Hi all getting back to my Installs of a few G3 Boards looking at the specs of the G3 that it's max voltage is 24V understandable somewhere i remember reading that the boards could only take 14.8 volts or use a 14.8 battery. Maybe I'm remembering this from a GP38-2 board install i did that the drop ins only support 14.8.

Can someone confirm this I'll be installing my G3 Boards into a few Dash 9's and a sd 45 so if i could get away with a 18volt pack or if i need to look at a bigger AH 14.8 pack. 

Thanks Kevin


----------



## Beddhist (Dec 17, 2013)

It's not that the boards can't handle the voltage, but they recommend about 12V (from memory), as higher voltages increase interference from the motor wiring.


----------



## Jim Agnew (Jan 2, 2008)

Kevin, the G3 will handle an 18 volt battery with no problem. I installed this set up in a USAT Hudson.


----------



## krogerssolar (Jan 8, 2009)

Thanks Jim for the info.


----------



## Paul Burch (Jan 2, 2008)

Recommended voltage is 14.8 li-ion battery. 24v is maximum.


----------



## Michael Glavin (Jan 2, 2009)

G3 Drop-ins RECOMMENDED operating voltage is derived from a 14.4V Lithium battery. Be careful here if using batteries rated at or near this number, typically batteries off charge exhibit ELEVATED surface voltage numbers. 

Increased electrical noise often accompanies higher voltage power sources, typically its RFI and or EMI often from motor brushes bouncing and or arcing.

Of note the G3's are equipped with a new improved Receiver too.

The G3 motor drives are rated for 120 Watts MAXIMUM. Amperage capacity is factor of the Voltage in play. 

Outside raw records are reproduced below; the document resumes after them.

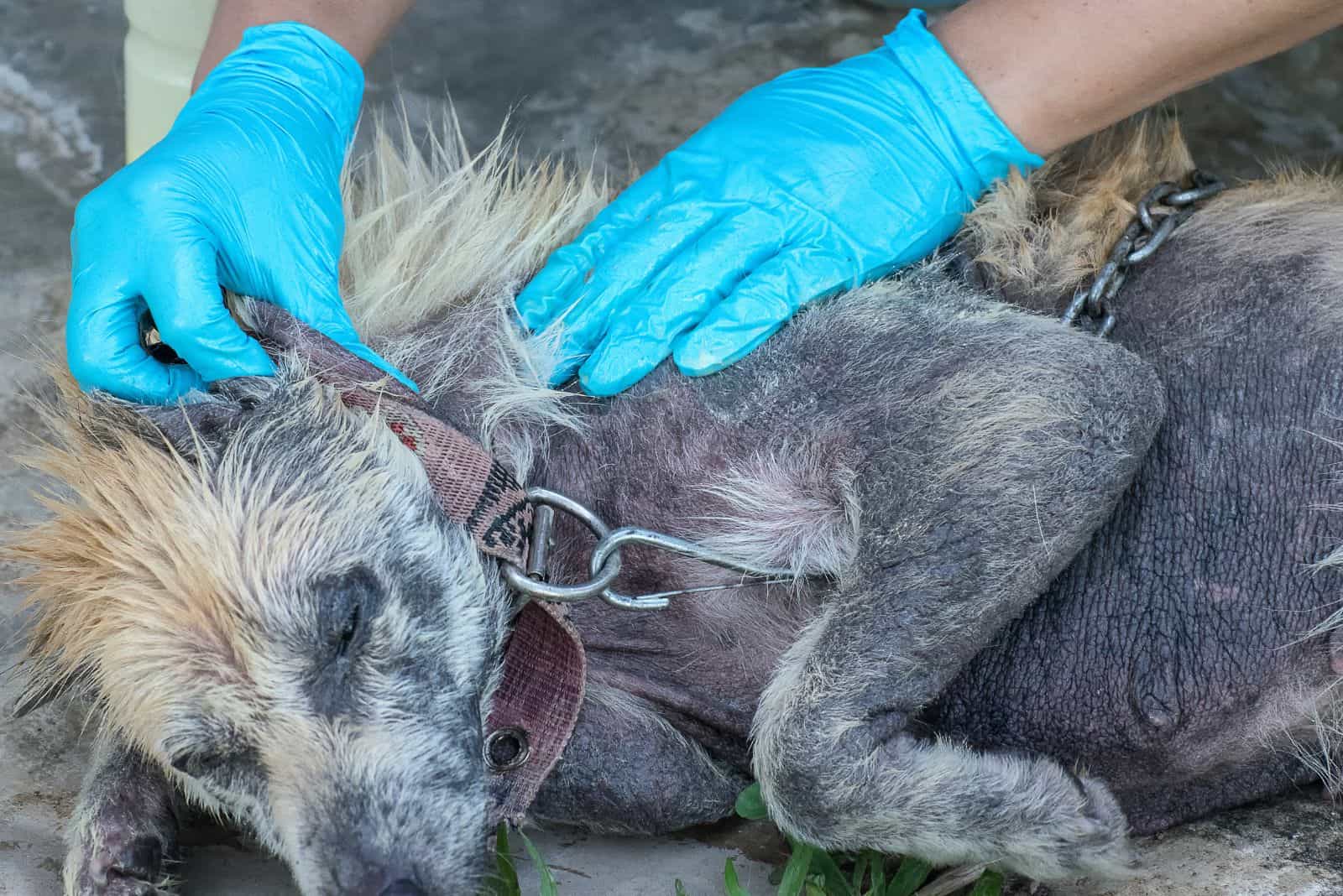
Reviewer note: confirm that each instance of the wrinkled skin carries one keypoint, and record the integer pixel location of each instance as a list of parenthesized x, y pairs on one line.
[(1034, 564)]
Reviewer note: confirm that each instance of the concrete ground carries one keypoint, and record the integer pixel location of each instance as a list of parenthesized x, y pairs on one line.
[(621, 81)]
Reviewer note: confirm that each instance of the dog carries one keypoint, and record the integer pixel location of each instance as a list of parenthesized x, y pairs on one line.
[(1034, 591)]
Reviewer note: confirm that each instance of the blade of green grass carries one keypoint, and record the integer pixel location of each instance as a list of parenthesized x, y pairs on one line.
[(860, 871), (548, 886), (836, 883), (505, 882), (796, 873), (879, 873), (751, 804), (990, 884), (910, 876)]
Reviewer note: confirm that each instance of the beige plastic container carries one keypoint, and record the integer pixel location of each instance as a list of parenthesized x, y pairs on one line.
[(163, 47)]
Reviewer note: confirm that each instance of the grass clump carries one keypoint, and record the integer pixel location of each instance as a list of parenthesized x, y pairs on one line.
[(809, 871)]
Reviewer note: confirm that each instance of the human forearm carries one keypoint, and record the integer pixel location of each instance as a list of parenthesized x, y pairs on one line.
[(1058, 70), (356, 24)]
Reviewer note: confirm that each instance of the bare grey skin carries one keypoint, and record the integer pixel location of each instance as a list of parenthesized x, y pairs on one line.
[(1051, 588)]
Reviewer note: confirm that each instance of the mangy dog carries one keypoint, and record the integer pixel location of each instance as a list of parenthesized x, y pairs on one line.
[(1051, 588)]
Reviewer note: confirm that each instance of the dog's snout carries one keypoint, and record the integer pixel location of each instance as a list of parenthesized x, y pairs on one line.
[(403, 888)]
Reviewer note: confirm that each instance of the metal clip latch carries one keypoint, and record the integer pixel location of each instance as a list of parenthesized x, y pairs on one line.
[(604, 561)]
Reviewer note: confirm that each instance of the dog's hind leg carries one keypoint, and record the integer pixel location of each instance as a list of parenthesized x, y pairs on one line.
[(1020, 456), (124, 832)]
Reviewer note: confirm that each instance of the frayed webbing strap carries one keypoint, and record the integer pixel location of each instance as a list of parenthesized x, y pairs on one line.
[(470, 487), (541, 694)]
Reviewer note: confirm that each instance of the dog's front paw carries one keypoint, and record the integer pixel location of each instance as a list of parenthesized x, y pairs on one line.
[(1076, 831), (124, 833)]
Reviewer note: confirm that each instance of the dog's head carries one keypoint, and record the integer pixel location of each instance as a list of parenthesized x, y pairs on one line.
[(259, 593)]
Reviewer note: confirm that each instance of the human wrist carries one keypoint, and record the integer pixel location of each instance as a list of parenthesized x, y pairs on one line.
[(288, 60), (973, 138)]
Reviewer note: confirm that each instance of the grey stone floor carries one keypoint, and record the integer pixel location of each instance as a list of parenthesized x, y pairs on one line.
[(618, 81)]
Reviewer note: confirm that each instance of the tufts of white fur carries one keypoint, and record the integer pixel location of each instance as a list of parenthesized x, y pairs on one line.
[(436, 227), (792, 508), (436, 231)]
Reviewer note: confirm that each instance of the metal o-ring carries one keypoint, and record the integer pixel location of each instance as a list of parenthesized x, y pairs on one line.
[(523, 750)]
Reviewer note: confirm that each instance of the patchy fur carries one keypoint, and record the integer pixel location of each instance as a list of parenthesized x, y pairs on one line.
[(266, 569), (1040, 237)]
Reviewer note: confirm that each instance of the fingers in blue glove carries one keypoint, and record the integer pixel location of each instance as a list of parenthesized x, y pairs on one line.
[(628, 270), (759, 305), (688, 287), (320, 307), (554, 289), (120, 364)]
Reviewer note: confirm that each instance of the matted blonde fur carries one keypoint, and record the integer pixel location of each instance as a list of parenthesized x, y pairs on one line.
[(1043, 235), (154, 565)]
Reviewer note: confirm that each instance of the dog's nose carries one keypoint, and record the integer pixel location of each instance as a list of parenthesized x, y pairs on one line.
[(403, 888)]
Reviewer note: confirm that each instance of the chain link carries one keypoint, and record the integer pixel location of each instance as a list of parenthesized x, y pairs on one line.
[(1159, 212)]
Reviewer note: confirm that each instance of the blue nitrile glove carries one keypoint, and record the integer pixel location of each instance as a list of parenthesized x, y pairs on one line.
[(819, 180), (242, 192)]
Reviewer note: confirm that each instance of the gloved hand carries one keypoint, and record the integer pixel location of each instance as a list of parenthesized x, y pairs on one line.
[(242, 192), (819, 180)]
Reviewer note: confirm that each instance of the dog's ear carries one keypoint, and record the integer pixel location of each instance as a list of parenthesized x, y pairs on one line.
[(196, 428)]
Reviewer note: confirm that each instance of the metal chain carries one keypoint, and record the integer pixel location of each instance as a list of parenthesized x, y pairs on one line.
[(1159, 212), (604, 560)]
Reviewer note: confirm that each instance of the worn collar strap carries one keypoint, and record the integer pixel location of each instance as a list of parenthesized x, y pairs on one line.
[(536, 705)]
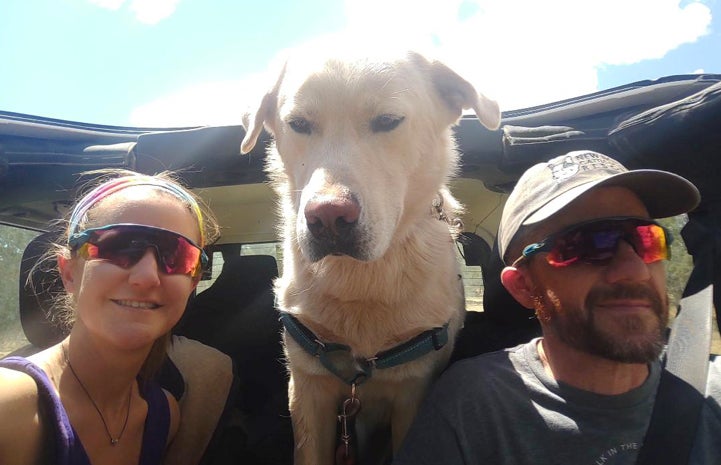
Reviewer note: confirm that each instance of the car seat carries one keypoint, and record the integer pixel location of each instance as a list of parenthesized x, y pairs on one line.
[(237, 315), (503, 322), (200, 377)]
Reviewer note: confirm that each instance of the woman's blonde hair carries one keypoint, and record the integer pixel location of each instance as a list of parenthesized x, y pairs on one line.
[(103, 184)]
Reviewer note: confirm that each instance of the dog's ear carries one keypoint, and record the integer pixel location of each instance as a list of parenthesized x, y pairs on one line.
[(257, 117), (460, 94)]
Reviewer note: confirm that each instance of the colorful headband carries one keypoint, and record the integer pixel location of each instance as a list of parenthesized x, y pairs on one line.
[(110, 187)]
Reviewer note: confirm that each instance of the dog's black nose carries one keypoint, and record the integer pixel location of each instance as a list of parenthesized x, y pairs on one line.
[(330, 217)]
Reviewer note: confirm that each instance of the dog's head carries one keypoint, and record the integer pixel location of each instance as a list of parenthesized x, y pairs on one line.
[(362, 147)]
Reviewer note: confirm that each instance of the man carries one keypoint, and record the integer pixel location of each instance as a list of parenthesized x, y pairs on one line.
[(582, 250)]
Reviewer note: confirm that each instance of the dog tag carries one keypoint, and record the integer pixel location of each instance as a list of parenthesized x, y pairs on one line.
[(345, 452)]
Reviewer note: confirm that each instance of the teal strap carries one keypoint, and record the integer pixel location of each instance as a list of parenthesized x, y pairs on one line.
[(338, 359)]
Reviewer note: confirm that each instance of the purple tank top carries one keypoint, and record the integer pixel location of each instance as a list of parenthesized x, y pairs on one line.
[(68, 448)]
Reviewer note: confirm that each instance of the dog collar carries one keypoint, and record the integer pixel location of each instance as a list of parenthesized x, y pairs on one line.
[(337, 358)]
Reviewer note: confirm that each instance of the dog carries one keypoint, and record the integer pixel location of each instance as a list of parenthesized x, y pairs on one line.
[(370, 291)]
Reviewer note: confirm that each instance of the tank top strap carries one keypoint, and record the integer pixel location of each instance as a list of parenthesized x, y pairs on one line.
[(68, 450), (157, 424)]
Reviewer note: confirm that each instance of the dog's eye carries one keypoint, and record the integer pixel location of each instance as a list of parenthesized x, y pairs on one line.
[(300, 125), (386, 123)]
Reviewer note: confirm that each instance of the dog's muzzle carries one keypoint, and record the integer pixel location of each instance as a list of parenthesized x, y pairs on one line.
[(333, 226)]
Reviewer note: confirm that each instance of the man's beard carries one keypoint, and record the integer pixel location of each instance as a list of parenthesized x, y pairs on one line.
[(632, 338)]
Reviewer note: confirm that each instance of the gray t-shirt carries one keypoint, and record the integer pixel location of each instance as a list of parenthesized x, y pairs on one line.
[(502, 408)]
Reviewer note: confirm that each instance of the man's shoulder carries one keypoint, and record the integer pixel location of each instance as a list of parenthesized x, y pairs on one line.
[(504, 359)]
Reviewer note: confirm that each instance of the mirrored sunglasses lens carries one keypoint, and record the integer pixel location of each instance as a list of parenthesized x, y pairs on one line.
[(595, 246), (124, 246), (181, 257)]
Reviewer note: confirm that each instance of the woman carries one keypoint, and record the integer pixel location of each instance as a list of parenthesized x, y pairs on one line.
[(130, 259)]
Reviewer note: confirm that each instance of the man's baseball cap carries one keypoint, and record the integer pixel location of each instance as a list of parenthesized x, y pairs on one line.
[(546, 188)]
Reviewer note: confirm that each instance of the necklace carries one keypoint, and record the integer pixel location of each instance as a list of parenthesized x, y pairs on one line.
[(113, 441)]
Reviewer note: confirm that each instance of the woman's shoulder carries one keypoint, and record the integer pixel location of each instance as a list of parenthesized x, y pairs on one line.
[(21, 438)]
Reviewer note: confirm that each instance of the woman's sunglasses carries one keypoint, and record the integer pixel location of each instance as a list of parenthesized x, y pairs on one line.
[(596, 241), (125, 244)]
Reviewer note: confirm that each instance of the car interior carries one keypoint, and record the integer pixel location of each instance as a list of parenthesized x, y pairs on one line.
[(669, 123)]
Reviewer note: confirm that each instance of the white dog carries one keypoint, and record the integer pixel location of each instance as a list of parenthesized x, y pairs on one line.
[(370, 291)]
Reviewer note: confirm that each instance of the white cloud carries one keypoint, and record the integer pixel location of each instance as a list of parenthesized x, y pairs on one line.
[(153, 11), (146, 11), (108, 4), (519, 52), (212, 103)]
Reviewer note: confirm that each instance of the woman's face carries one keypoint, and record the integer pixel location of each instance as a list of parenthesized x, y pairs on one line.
[(131, 307)]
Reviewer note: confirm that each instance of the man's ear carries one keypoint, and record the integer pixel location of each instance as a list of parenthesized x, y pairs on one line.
[(68, 274), (518, 285)]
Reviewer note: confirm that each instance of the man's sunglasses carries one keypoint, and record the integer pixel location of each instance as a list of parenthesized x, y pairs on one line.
[(125, 244), (596, 241)]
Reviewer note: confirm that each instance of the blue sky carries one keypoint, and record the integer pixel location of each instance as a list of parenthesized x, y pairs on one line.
[(194, 62)]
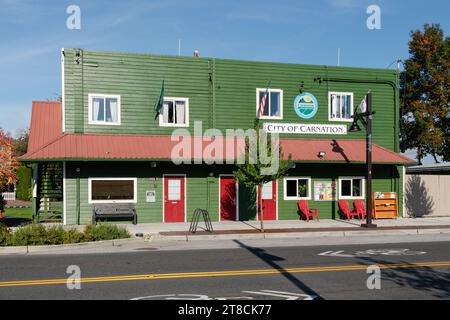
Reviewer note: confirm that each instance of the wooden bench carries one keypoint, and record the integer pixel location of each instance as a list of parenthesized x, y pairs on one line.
[(114, 211)]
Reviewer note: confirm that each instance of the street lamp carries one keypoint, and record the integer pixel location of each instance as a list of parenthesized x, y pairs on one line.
[(365, 116)]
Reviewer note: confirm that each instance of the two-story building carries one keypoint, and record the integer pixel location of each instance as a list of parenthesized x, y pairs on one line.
[(113, 149)]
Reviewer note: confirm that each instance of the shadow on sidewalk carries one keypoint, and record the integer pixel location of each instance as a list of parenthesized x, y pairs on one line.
[(15, 222), (271, 260)]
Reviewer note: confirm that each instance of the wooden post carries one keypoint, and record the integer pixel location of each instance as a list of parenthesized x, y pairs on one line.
[(34, 200)]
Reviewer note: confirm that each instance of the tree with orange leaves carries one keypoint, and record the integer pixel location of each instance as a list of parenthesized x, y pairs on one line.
[(425, 91)]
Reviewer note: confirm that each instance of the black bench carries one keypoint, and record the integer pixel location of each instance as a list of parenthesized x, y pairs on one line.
[(114, 211)]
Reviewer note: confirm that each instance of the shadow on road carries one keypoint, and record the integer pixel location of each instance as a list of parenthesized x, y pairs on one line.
[(424, 279), (14, 222), (271, 260)]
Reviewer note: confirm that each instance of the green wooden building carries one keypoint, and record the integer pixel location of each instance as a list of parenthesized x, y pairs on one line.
[(112, 148)]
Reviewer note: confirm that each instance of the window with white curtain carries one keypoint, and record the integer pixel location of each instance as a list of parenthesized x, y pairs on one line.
[(352, 188), (174, 113), (104, 109), (340, 106), (270, 106)]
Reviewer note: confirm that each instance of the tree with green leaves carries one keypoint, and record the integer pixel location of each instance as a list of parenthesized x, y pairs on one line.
[(262, 163), (425, 87)]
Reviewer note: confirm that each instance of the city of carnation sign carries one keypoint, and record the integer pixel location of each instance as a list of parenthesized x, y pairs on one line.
[(298, 128)]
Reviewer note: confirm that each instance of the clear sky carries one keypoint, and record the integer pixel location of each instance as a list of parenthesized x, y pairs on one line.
[(33, 32)]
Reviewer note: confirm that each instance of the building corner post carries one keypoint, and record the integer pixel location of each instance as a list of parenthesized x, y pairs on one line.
[(34, 199)]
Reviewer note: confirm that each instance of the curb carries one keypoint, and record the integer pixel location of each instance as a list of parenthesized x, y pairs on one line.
[(355, 233), (87, 245)]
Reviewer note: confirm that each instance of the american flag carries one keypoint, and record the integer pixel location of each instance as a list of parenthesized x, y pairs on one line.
[(262, 105)]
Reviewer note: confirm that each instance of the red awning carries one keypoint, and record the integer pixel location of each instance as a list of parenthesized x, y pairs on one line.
[(70, 147)]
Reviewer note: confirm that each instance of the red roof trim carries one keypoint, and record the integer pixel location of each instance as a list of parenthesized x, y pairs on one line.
[(146, 147)]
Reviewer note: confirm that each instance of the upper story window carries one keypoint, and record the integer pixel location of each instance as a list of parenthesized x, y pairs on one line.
[(270, 106), (174, 113), (351, 188), (104, 109), (340, 106)]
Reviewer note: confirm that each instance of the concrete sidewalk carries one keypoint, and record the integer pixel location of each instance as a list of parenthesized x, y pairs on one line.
[(289, 229)]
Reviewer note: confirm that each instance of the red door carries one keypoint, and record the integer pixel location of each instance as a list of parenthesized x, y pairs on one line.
[(228, 194), (174, 199), (269, 201)]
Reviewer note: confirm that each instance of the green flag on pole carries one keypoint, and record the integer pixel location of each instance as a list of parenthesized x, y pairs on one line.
[(159, 103)]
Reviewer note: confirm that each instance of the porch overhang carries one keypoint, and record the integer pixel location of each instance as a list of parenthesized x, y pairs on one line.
[(108, 147)]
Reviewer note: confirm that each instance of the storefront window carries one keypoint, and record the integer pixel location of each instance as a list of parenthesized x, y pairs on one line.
[(111, 190), (297, 188), (351, 188)]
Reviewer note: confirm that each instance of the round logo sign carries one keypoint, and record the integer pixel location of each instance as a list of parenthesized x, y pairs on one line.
[(306, 105)]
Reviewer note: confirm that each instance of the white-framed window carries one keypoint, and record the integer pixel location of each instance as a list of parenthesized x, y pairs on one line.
[(174, 113), (340, 106), (112, 190), (273, 106), (104, 109), (351, 188), (297, 188)]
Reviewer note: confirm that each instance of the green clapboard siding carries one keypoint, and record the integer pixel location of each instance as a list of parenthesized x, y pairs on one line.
[(222, 93), (386, 179)]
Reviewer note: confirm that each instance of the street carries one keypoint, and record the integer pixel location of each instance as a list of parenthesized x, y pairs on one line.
[(408, 271)]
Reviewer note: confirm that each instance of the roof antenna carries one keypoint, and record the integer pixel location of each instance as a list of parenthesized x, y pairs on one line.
[(339, 57)]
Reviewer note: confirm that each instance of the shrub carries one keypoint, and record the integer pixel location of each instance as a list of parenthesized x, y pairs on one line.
[(2, 203), (33, 235), (105, 232), (5, 235), (55, 235), (38, 235), (73, 236)]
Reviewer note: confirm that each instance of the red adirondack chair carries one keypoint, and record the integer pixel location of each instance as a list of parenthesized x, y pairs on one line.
[(361, 209), (345, 209), (303, 208)]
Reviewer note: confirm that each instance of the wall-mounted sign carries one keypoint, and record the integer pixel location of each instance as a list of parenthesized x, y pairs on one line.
[(298, 128), (150, 196), (306, 105), (324, 191)]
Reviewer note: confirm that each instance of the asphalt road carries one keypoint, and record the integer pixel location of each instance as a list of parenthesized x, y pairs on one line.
[(411, 271)]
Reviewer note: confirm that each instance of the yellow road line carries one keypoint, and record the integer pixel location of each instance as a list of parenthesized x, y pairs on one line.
[(222, 274)]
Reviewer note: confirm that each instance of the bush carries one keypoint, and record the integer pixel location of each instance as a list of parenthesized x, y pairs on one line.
[(73, 236), (33, 235), (5, 235), (105, 232), (38, 235), (2, 203)]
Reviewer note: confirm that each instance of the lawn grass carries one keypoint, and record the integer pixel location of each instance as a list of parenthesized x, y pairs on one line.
[(18, 213)]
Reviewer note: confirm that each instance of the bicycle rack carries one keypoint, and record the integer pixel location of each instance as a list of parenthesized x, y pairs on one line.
[(196, 219)]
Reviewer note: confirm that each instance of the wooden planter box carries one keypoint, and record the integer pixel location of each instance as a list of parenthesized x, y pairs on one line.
[(385, 205)]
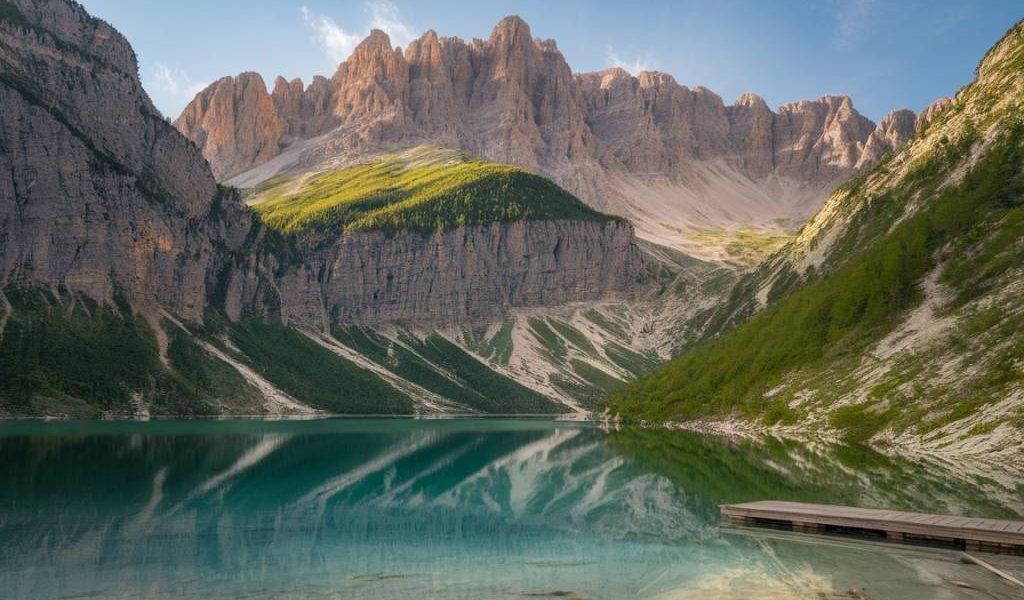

Ohms Law: VxA=W, W/V=A, W/A=V
120W MAX motor load
120W/12VV = 10A
120W/14.4V = 8.4A
120W/18.0V = 6.5A
120W/21.6V = 5.6A

I have a trio of consisted USAT F units rigged with G3 Drop-ins and Phoenix sound running on 18.0V Li-PO's without issue. Have used 21.6V volts without problems too with LGB equipment.

Michael


----------